Fui a todos os dicionários que me rodeiam a mesa de trabalho, para ver se em algum a encontrava registada. (É claro que, vendo-a composta de dois elementos gregos (kata+phora), não era muito difícil encontrar o significado etimológico (que não é o caso na TLEBS!). Em metáfora só muda o prefixo ( a preposição...). Mas... e linguísticamente, o que seria uma catáfora ? Como nenhum dicionário me informava, nem os portugueses, incluindo o Dicionário das Ciências da Linguagem de º Ducrot / T. Todorov, os mais recentes e os antigos, nem os franceses, Larousse (mais antigos e o Petit de 2005), Le Petit ROBRTS (1993)...
É claro que não podia deixar de ir ao dicionário Grego-Português.
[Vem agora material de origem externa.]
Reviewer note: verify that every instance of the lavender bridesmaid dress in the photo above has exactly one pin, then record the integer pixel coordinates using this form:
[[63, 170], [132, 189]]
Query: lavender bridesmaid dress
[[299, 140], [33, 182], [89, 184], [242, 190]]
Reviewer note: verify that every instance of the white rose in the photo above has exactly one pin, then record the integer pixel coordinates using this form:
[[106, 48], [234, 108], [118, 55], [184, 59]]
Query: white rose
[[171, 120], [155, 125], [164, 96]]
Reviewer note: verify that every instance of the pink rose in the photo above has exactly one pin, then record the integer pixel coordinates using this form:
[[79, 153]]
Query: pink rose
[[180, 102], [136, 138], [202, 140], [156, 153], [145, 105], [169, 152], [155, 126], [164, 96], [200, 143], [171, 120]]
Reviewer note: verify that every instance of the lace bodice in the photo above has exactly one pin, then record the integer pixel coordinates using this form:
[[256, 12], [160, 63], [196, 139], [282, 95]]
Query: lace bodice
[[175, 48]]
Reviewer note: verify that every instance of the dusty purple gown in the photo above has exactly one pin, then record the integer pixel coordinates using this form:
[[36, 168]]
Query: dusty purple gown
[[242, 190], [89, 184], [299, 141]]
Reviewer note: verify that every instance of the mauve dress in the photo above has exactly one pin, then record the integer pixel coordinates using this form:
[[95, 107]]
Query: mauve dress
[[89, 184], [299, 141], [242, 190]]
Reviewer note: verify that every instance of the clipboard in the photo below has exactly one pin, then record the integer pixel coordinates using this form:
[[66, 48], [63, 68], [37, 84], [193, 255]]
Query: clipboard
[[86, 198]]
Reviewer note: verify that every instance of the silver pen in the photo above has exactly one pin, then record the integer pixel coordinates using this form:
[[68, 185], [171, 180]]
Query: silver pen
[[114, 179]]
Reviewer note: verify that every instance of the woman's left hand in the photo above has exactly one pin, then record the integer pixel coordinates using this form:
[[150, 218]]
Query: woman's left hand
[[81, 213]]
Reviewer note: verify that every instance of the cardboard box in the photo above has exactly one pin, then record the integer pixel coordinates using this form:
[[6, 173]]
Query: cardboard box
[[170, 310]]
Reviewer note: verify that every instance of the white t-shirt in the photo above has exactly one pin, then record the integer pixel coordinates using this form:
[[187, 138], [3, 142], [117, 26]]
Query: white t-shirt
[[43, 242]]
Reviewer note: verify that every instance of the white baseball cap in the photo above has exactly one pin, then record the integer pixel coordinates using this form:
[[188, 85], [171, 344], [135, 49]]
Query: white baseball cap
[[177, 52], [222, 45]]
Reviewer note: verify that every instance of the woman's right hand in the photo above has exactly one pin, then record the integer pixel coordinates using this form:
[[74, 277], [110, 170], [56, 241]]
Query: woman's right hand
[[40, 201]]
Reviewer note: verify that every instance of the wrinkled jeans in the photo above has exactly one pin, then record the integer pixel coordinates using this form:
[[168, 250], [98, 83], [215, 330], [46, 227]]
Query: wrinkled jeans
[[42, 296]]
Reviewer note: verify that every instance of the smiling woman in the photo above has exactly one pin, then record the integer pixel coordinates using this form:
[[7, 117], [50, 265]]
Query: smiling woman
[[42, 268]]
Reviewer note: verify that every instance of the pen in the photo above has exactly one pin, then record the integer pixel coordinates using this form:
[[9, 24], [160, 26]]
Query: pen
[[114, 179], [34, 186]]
Tinha de ter. E tinha mesmo. Querem ver?
“kataphorá, ãs: s.f. descida, queda, ferida profunda”.
Para maior descargo de consciência, voltei a dar uma volta aos portugueses e lembrei-me do grande dicionário (7volumes) de J. Pedro Machado que, há mais de 40 anos adquirira como sócio da Sociedade de Língua Portuguesa. E não é que registava mesmo! Mas sem qualquer acepção linguística. Assim:
“Catáfora, s.f. Letargia || primeiro grau do coma || coma imperfeito || Termo com que se designava um estado intermédio ao coma e ao estupor.” .
Para que não me acusem de sectário, fui também ao Dicionario de la Lengua Española, da Academia Real Española (1995). De todos, vejam bem, foi o único em que encontrei a palavra registada com indicação de que se trata de termo linguístico: “tipo de deixis que cumplen ciertas palabras, para anticipar por una parte aún non enunciada del discurso, que va a ser emitida a continuacion, v. gr, esto en la frase lo que digo es ESTO: que renunciaba.
Só que, tal não chegou para me convencer de que a TLEBS é boa.. E mais digo, não querendo ser profeta de desgraça: A TLEBS pode ser mais uma desgraça para o ensino/aprendizagem do Português!.